El gobierno turco del AKP esperaba poner fin esta semana a la crisis parlamentaria que vive Turquía después de que los diputados del CHP -principal partido de la oposición- y de la formación nacionalista kurda BDP boicotearan la Asamblea Nacional por la permanencia en prisión de varios de sus diputados electos.

El recién elegido presidente del parlamento, el ex ministro de justicia Cemil Çiçek, mostró el sábado su esperanza en que el conflicto pueda resolverse esta semana tras una serie de contactos mantenidos con el líder del CHP, Kemal Kılıçdaroğlu. Tanto los diputados del CHP como del BDP se han negado por ahora a jurar sus cargos en protesta por la permanencia en prisión preventiva de varios diputados que fueron elegidos en las pasadas elecciones generales del 12 de junio, aunque de hecho ambos partidos los incluyeron en sus listas cuando ya se encontraban encarcelados.

«Espero que el lunes sea un nuevo comienzo. El parlamento es el lugar más legítimo donde todos los problemas de Turquía pueden ser resueltos», comentó Çiçek en declaraciones a la prensa, quien abogó porque todos los partidos apuesten por el diálogo y el entendimiento mútuo para resolver los conflictos.

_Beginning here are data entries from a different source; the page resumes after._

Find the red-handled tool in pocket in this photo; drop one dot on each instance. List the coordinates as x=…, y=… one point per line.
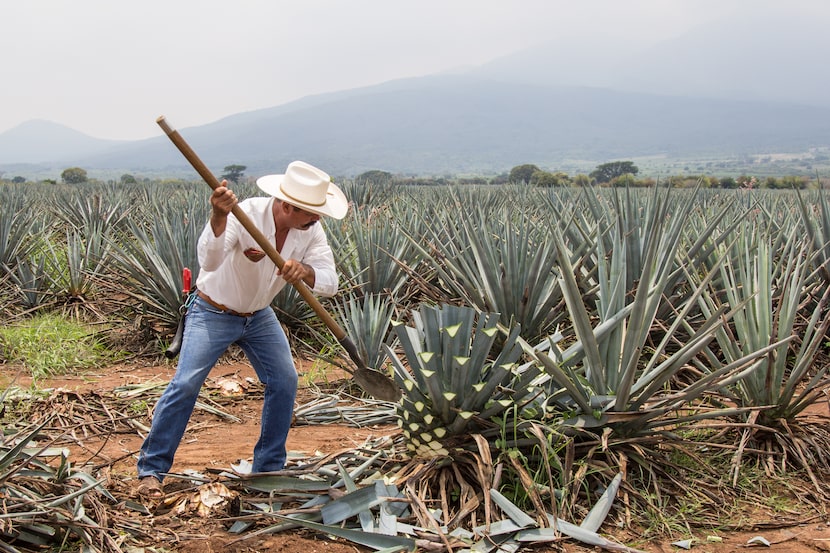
x=176, y=344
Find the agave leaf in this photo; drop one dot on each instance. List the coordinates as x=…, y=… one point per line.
x=596, y=516
x=518, y=516
x=375, y=541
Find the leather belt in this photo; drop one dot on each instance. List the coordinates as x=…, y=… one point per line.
x=221, y=307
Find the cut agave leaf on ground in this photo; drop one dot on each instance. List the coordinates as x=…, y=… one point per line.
x=375, y=541
x=274, y=483
x=572, y=531
x=596, y=516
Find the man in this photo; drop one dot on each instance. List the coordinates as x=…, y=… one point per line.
x=235, y=287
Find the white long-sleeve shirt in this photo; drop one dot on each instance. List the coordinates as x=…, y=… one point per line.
x=230, y=278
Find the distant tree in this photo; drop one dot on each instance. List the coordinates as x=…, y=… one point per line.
x=626, y=180
x=523, y=173
x=582, y=180
x=546, y=179
x=73, y=175
x=606, y=172
x=233, y=172
x=374, y=176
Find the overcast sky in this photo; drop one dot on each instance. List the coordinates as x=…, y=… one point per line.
x=109, y=68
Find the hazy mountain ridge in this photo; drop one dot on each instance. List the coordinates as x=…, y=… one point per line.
x=545, y=105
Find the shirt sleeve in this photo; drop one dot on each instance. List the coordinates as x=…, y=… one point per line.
x=318, y=255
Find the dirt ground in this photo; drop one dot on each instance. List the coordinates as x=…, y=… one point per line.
x=213, y=443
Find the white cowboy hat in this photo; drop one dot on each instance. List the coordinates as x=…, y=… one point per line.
x=308, y=188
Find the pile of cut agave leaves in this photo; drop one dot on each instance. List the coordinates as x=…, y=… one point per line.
x=352, y=495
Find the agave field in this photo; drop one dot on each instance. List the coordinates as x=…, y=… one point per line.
x=558, y=349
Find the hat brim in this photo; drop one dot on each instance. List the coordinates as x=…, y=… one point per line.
x=336, y=205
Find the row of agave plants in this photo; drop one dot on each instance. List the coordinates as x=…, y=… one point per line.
x=580, y=332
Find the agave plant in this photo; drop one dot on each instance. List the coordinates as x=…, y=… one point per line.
x=18, y=223
x=498, y=261
x=457, y=381
x=607, y=370
x=152, y=259
x=371, y=253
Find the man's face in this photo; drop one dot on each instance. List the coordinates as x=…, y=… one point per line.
x=302, y=219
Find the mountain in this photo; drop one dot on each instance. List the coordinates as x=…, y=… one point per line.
x=557, y=105
x=38, y=141
x=464, y=124
x=774, y=56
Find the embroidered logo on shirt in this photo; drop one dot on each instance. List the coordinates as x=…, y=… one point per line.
x=254, y=254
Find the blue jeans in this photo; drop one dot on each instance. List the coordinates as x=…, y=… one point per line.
x=207, y=334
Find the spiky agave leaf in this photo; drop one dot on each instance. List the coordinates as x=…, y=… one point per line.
x=368, y=322
x=455, y=379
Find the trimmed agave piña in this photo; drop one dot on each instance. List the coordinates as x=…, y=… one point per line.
x=152, y=257
x=367, y=321
x=770, y=283
x=458, y=379
x=371, y=253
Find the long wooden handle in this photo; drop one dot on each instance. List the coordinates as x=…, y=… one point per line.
x=260, y=238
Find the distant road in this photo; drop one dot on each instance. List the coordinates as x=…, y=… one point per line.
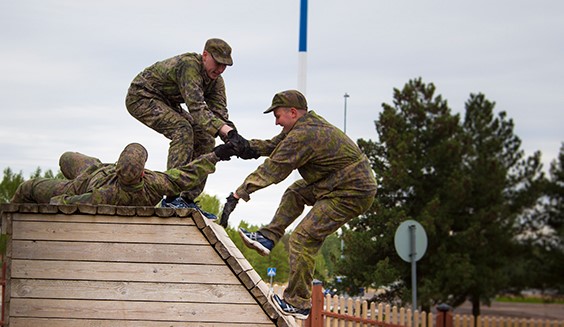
x=518, y=310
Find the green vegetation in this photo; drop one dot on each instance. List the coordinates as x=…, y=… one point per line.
x=494, y=221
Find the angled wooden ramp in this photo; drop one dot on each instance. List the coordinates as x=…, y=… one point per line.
x=105, y=266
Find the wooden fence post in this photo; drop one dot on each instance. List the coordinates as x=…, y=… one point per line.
x=315, y=318
x=444, y=316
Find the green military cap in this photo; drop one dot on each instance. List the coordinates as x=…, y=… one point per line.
x=220, y=51
x=289, y=98
x=131, y=164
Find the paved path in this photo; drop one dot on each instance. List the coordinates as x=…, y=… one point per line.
x=518, y=310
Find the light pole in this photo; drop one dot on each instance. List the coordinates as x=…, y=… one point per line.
x=346, y=96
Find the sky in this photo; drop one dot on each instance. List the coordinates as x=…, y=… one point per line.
x=66, y=65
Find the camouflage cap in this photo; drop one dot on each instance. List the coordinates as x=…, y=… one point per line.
x=131, y=164
x=220, y=51
x=289, y=98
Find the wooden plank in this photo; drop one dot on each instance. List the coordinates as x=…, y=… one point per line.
x=133, y=310
x=102, y=232
x=104, y=219
x=130, y=291
x=117, y=271
x=43, y=322
x=115, y=252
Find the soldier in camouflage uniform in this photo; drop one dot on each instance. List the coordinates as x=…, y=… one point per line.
x=155, y=95
x=125, y=183
x=338, y=182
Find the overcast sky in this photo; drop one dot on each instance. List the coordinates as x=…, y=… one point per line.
x=65, y=67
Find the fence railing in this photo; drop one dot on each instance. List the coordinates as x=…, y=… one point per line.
x=339, y=311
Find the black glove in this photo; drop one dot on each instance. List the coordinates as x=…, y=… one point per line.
x=228, y=209
x=239, y=142
x=242, y=146
x=248, y=153
x=224, y=151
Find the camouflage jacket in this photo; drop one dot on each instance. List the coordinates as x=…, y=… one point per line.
x=325, y=157
x=182, y=79
x=98, y=184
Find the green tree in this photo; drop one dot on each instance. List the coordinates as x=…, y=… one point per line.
x=9, y=184
x=541, y=259
x=466, y=183
x=502, y=184
x=417, y=163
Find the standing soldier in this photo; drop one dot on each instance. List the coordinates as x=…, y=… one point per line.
x=125, y=183
x=338, y=182
x=155, y=95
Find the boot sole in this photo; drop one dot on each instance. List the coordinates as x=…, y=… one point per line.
x=254, y=245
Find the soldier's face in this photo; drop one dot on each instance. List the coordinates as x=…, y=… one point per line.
x=285, y=117
x=213, y=68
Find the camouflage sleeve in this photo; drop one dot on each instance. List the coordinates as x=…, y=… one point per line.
x=265, y=147
x=85, y=198
x=217, y=99
x=191, y=84
x=186, y=178
x=287, y=156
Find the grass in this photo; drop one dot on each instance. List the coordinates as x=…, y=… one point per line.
x=530, y=299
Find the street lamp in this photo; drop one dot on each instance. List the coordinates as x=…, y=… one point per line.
x=346, y=96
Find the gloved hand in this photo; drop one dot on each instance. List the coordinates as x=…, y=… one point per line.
x=224, y=151
x=239, y=142
x=248, y=153
x=242, y=146
x=228, y=209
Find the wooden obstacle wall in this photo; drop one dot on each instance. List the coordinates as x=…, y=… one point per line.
x=127, y=266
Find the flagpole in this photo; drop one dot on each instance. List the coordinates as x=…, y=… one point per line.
x=302, y=48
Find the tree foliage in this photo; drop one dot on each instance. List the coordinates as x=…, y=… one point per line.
x=11, y=181
x=466, y=182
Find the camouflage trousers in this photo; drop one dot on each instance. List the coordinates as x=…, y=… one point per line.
x=187, y=140
x=326, y=216
x=39, y=190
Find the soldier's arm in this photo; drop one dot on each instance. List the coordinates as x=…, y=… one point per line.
x=191, y=87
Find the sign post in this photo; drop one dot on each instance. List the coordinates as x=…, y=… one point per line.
x=271, y=272
x=410, y=241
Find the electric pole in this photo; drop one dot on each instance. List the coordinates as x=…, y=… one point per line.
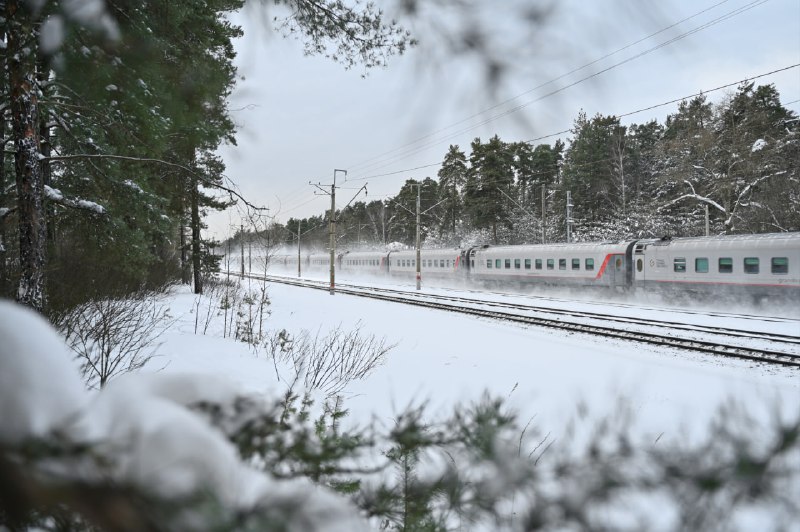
x=419, y=262
x=298, y=247
x=332, y=226
x=569, y=216
x=241, y=245
x=544, y=214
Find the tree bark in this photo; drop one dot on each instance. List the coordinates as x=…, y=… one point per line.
x=3, y=244
x=196, y=262
x=29, y=182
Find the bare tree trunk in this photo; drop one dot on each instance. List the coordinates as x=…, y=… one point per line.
x=29, y=181
x=186, y=276
x=3, y=268
x=198, y=279
x=45, y=149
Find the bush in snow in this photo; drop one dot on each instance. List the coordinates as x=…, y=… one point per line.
x=114, y=336
x=327, y=363
x=188, y=452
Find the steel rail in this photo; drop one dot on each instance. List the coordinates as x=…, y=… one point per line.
x=664, y=340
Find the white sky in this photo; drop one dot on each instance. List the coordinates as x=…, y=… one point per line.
x=301, y=117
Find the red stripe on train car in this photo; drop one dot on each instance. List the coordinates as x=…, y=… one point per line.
x=603, y=267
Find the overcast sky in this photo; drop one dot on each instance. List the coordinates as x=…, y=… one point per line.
x=302, y=117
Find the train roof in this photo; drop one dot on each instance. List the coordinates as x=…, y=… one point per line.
x=766, y=240
x=561, y=246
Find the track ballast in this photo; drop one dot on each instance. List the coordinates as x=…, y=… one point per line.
x=775, y=349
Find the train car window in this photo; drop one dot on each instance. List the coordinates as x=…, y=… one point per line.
x=780, y=264
x=701, y=265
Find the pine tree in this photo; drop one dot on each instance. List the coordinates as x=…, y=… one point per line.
x=452, y=178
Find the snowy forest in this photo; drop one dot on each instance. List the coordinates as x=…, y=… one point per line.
x=111, y=116
x=738, y=157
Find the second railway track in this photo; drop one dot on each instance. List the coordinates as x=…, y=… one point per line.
x=782, y=349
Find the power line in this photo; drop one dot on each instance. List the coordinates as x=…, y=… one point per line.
x=648, y=108
x=518, y=96
x=405, y=154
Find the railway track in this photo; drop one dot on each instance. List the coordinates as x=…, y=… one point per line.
x=764, y=347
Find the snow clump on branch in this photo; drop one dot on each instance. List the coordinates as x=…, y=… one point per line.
x=145, y=431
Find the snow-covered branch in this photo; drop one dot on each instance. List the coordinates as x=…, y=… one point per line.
x=204, y=180
x=53, y=194
x=698, y=197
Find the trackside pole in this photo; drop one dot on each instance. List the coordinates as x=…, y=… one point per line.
x=419, y=264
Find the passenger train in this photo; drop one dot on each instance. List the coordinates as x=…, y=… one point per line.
x=761, y=266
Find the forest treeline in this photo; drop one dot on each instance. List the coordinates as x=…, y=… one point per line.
x=110, y=121
x=111, y=114
x=739, y=158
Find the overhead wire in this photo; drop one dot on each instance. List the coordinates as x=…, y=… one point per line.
x=407, y=153
x=518, y=96
x=629, y=113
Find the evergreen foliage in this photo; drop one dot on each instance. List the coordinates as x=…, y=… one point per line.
x=738, y=157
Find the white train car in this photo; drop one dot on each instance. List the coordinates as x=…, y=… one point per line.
x=367, y=262
x=434, y=263
x=319, y=261
x=764, y=265
x=555, y=264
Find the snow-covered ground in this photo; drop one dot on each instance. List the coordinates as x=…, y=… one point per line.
x=442, y=359
x=561, y=385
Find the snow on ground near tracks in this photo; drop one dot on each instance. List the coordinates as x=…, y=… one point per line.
x=444, y=359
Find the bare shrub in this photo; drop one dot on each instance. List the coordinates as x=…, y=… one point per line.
x=114, y=336
x=328, y=363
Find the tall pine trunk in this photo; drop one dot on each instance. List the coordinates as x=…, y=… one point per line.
x=3, y=243
x=198, y=280
x=20, y=41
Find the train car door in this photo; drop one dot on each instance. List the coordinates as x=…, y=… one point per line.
x=618, y=270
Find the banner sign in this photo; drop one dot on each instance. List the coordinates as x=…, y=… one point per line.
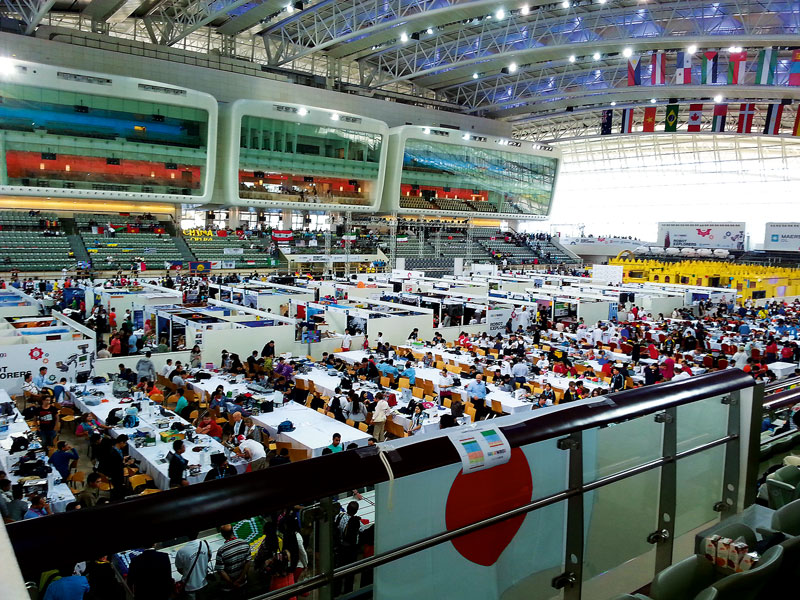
x=782, y=236
x=496, y=320
x=729, y=236
x=62, y=359
x=505, y=560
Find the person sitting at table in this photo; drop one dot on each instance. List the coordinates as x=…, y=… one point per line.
x=336, y=444
x=368, y=370
x=387, y=369
x=355, y=409
x=417, y=420
x=182, y=401
x=220, y=468
x=477, y=394
x=236, y=367
x=177, y=465
x=254, y=362
x=410, y=373
x=337, y=405
x=210, y=427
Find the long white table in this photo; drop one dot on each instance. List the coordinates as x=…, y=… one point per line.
x=153, y=459
x=58, y=494
x=313, y=430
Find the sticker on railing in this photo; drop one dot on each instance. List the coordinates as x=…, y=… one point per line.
x=481, y=447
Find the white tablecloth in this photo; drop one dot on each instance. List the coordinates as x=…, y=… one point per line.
x=58, y=494
x=151, y=458
x=313, y=430
x=782, y=369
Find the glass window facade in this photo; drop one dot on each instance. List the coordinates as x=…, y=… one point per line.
x=59, y=139
x=302, y=162
x=442, y=176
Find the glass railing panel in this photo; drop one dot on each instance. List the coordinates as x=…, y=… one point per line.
x=700, y=478
x=701, y=422
x=622, y=446
x=617, y=520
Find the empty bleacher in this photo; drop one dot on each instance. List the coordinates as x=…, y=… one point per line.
x=25, y=246
x=126, y=246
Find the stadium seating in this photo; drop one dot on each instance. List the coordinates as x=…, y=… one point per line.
x=24, y=246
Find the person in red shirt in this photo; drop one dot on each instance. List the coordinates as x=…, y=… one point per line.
x=210, y=427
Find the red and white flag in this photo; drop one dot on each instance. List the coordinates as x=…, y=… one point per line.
x=695, y=117
x=282, y=235
x=658, y=74
x=746, y=114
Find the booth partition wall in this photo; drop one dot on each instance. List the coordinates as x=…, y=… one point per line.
x=595, y=499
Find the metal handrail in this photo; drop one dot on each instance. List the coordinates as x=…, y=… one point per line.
x=173, y=513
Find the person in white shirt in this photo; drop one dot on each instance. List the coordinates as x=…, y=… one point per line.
x=379, y=415
x=254, y=452
x=739, y=358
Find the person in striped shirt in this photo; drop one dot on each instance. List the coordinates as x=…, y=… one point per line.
x=233, y=561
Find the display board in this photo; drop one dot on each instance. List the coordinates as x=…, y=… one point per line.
x=607, y=273
x=782, y=236
x=62, y=359
x=730, y=236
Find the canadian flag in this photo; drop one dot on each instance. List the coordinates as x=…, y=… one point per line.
x=695, y=117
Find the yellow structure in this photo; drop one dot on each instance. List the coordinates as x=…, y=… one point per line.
x=764, y=281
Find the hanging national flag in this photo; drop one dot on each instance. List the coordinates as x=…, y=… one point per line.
x=794, y=69
x=658, y=74
x=606, y=121
x=649, y=124
x=200, y=266
x=695, y=117
x=683, y=69
x=772, y=125
x=671, y=119
x=720, y=113
x=282, y=235
x=627, y=120
x=736, y=67
x=746, y=114
x=709, y=72
x=635, y=70
x=765, y=71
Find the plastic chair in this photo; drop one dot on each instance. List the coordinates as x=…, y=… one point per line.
x=783, y=486
x=787, y=519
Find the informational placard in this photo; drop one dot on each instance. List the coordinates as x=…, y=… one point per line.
x=607, y=273
x=729, y=236
x=481, y=447
x=782, y=236
x=496, y=320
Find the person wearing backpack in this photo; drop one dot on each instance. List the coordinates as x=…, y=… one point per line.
x=191, y=561
x=348, y=530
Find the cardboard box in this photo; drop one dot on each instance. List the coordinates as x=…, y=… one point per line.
x=710, y=547
x=748, y=561
x=723, y=549
x=736, y=553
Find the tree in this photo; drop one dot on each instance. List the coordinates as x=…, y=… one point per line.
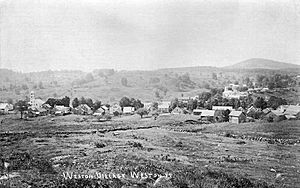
x=192, y=104
x=21, y=106
x=214, y=76
x=41, y=85
x=141, y=112
x=24, y=87
x=155, y=105
x=75, y=102
x=136, y=103
x=89, y=102
x=97, y=105
x=260, y=103
x=124, y=82
x=275, y=102
x=205, y=96
x=51, y=101
x=82, y=100
x=10, y=101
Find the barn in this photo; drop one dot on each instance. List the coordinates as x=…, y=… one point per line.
x=237, y=117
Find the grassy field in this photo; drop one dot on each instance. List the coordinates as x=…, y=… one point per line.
x=172, y=151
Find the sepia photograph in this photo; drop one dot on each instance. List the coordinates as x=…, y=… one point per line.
x=149, y=94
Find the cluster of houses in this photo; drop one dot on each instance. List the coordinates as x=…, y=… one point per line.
x=232, y=92
x=38, y=107
x=5, y=108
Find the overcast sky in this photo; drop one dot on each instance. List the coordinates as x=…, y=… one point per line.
x=145, y=34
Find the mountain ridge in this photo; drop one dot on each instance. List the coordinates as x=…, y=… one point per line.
x=261, y=63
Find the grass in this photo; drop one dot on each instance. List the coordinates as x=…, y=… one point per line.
x=204, y=155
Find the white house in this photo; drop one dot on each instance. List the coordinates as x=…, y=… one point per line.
x=163, y=107
x=222, y=108
x=128, y=110
x=5, y=107
x=35, y=103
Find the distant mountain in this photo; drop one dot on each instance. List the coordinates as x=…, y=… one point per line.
x=259, y=63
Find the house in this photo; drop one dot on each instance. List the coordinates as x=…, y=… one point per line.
x=252, y=109
x=275, y=115
x=101, y=111
x=163, y=107
x=147, y=105
x=266, y=110
x=222, y=108
x=35, y=103
x=115, y=108
x=83, y=109
x=184, y=100
x=232, y=92
x=205, y=114
x=237, y=117
x=292, y=110
x=5, y=107
x=177, y=110
x=61, y=110
x=37, y=112
x=128, y=110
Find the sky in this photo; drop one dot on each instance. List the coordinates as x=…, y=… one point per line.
x=38, y=35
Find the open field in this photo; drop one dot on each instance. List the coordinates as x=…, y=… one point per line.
x=43, y=152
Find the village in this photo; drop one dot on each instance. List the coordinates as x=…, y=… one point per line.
x=231, y=105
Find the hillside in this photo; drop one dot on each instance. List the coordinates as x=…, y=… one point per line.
x=107, y=86
x=259, y=63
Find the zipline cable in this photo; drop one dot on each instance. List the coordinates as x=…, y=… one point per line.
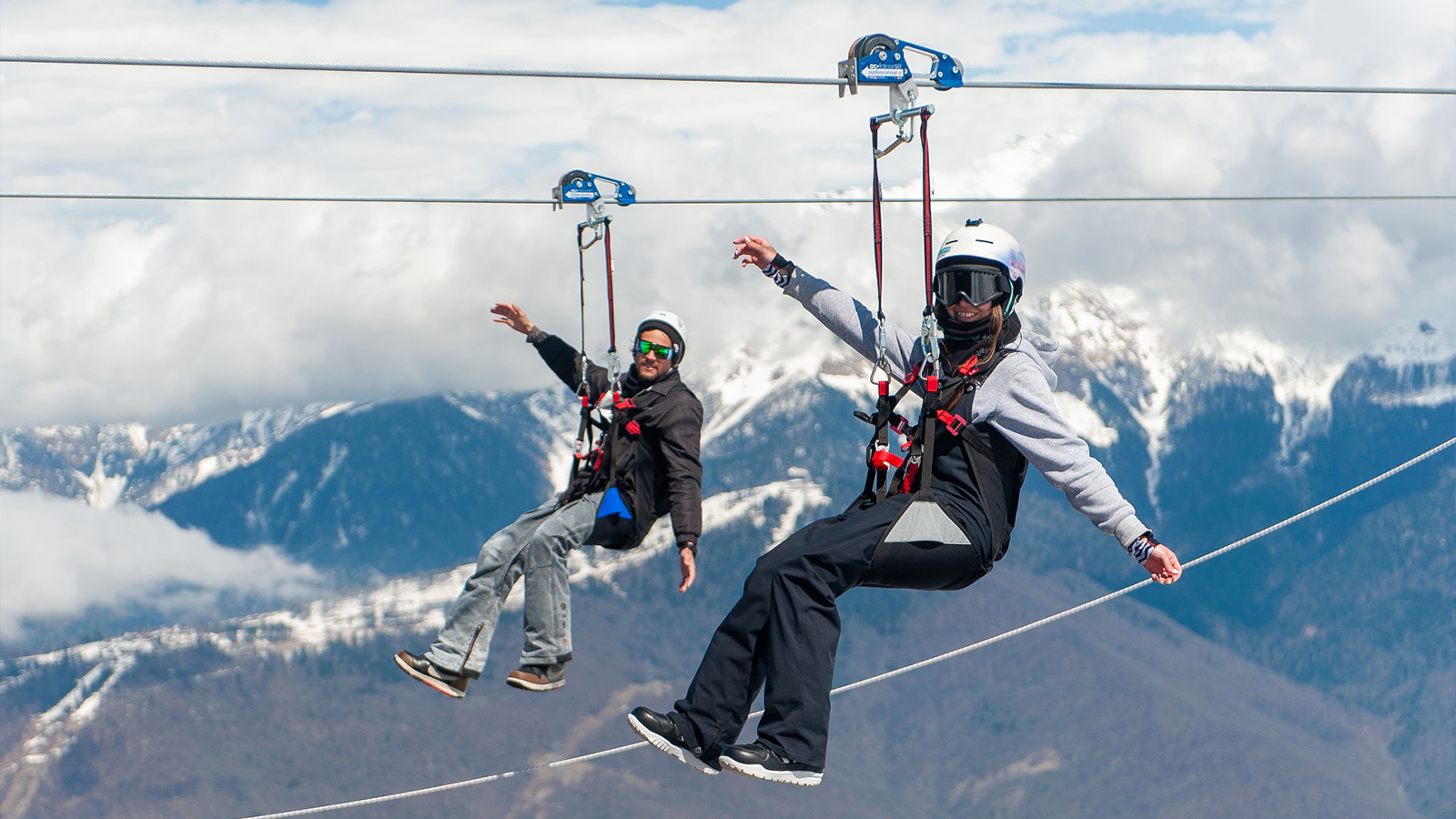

En el mismo sentido se expresó el primer ministro turco, Recep Tayyip Erdoğan, que el viernes respondiendo a preguntas de los periodistas en el parlamento sobre si podría ser posible una solución a la crisis a partir del lunes, respondio «Eso espero».

Erdoğan, que anteriormente había mostrado una actitud más agresiva sobre la cuestión diciendo que los únicos responsables de la crisis parlamentarias eran los diputados que se negaban a jurar su cargo, anunció además el viernes que podría crearse una comisión con el objetivo de hallar una solución de compromiso que permita la vuelta a la normalidad parlamentaria y abordar la redacción de una nueva constitución para Turquía, uno de los principales objetivos de la recién nacida legislatura y cuya demora parece estar según muchos en el origen de esta crisis.